L’autre question qui turlupine les porteurs de projet depuis son commencement ? Les initiateurs et réalisateurs de toutes ces fresques. Un document officiel retrouvé dans les archives du palais princier dirige vers Nicolosio Granello, grand pinceau de l’école génoise du XVIème siècle, et contemporain de Raphaël. « On a identifié Granello en ce qui concerne les grotesques. Mais en ce qui concerne les scènes, on ne le sent pas forcément capable de faire ça car c’est presque “Michangelesque”, c’est très complexe. Mais d’un autre côté sur la palette des peintres régionaux, nous n’avons pas de réelle identification. C’est pour cela que l’on cherche si Granello ne serait pas allé à Rome où il se serait perfectionné et serait revenu après ici », indique le chef de projet. Les recherches en ce sens se poursuivent. Une chose est sûre, sur la quarantaine de professionnels qui a participé ou participent encore au projet de restauration, un mot revient sur toutes les bouches : la fierté de redonner au palais son aspect initial.
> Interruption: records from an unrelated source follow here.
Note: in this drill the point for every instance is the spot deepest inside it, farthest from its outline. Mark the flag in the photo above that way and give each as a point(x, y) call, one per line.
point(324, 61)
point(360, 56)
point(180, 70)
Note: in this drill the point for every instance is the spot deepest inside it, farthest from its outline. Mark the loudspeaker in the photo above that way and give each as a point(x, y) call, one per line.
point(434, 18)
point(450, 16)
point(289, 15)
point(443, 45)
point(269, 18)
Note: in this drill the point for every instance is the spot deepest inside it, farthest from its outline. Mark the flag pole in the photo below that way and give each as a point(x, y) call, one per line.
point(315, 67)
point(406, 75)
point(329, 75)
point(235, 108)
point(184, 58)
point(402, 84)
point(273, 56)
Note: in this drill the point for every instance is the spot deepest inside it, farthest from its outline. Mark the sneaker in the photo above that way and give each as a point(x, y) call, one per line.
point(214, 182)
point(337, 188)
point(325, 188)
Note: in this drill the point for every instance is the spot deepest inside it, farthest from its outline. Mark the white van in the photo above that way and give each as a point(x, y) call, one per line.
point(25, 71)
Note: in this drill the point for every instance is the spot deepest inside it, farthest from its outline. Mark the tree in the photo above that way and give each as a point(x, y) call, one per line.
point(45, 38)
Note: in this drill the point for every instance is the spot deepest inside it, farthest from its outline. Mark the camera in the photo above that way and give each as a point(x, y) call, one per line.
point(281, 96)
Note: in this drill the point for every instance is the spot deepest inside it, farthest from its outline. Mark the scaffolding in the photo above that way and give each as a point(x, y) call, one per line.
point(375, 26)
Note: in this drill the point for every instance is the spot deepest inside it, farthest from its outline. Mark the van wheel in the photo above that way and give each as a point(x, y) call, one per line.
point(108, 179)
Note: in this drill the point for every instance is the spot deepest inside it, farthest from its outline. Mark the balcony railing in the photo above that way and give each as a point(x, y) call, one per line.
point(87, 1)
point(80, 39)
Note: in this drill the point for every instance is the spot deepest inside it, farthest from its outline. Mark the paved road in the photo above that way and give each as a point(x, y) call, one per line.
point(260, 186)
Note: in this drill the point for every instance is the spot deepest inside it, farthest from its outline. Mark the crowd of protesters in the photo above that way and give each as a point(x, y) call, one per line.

A l’image de Christian Gauthier, pas peu heureux « d’avoir mis le doigt dans l’engrenage d’un petit projet au démarrage de restauration devenu grand projet de conservation ». Un projet grandement encadré avec à sa tête le prince Albert II, l’administration des biens, un comité scientifique spécialement dédié, une conservatrice en chef, une spécialiste du laser, une responsable de la réintégration picturale et tous les restaurateurs qui se succèdent pour faire émerger ses beautés de la Renaissance. Pour le grand public, il est d’ores et déjà possible d’en voir les fruits en venant visiter et contempler le palais princier de Monaco réouvert à la visite depuis le 1er avril jusqu’au 15 octobre 2023.